We choose two points ${P_1}$ and ${Q_1}$ on the line corresponding to $t=0$ and $t=1$, respectively. So, we have ${P_1} = \left( {1,0, - 1} \right)$ and ${Q_1} = \left( {2,2,2} \right)$.
Write the vector ${\bf{u}} = \overrightarrow {{P_1}{Q_1}} = {Q_1} - {P_1} = \left( {1,2,3} \right)$. Since the plane contains the line ${\bf{r}}$, it also contains the vector ${\bf{u}}$.
2. Consider the point $P = \left( { - 1,0,1} \right)$.

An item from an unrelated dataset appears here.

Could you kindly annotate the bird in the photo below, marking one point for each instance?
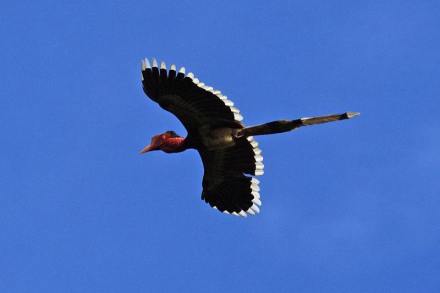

Since $P$ and ${P_1}$ lie in the plane. We write the vector ${\bf{v}}$ as
${\bf{v}} = \overrightarrow {{P_1}P} = P - {P_1} = \left( { - 1,0,1} \right) - \left( {1,0, - 1} \right)$
${\bf{v}} = \left( { - 2,0,2} \right)$
Since ${\bf{u}}$ and ${\bf{v}}$ lie in the plane, their cross product is normal to the plane. So, the vector normal to the plane ${\bf{n}}$ is
${\bf{n}} = {\bf{u}} \times {\bf{v}} = \left( {\begin{array}{*{20}{c}}
{\bf{i}}&{\bf{j}}&{\bf{k}}\\
1&2&3\\
{ - 2}&0&2
\end{array}} \right)$
${\bf{n}} = \left| {\begin{array}{*{20}{c}}
2&3\\
0&2
\end{array}} \right|{\bf{i}} - \left| {\begin{array}{*{20}{c}}
1&3\\
{ - 2}&2
\end{array}} \right|{\bf{j}} + \left| {\begin{array}{*{20}{c}}
1&2\\
{ - 2}&0
\end{array}} \right|{\bf{k}}$
${\bf{n}} = 4{\bf{i}} - 8{\bf{j}} + 4{\bf{k}}$
By Eq. (5) of Theorem 1, the equation of the plane is of the form
(1) ${\ \ \ }$ $4x - 8y + 4z = d$,
where $d$ is to be determined.
Next, we choose a point on the plane, say $P = \left( { - 1,0,1} \right)$ which satisfies equation (1). Substituting it in equation (1) gives $d=0$. Hence, the equation of the plane is $4x-8y+4z=0$. Simplification yields $x-2y+z=0$.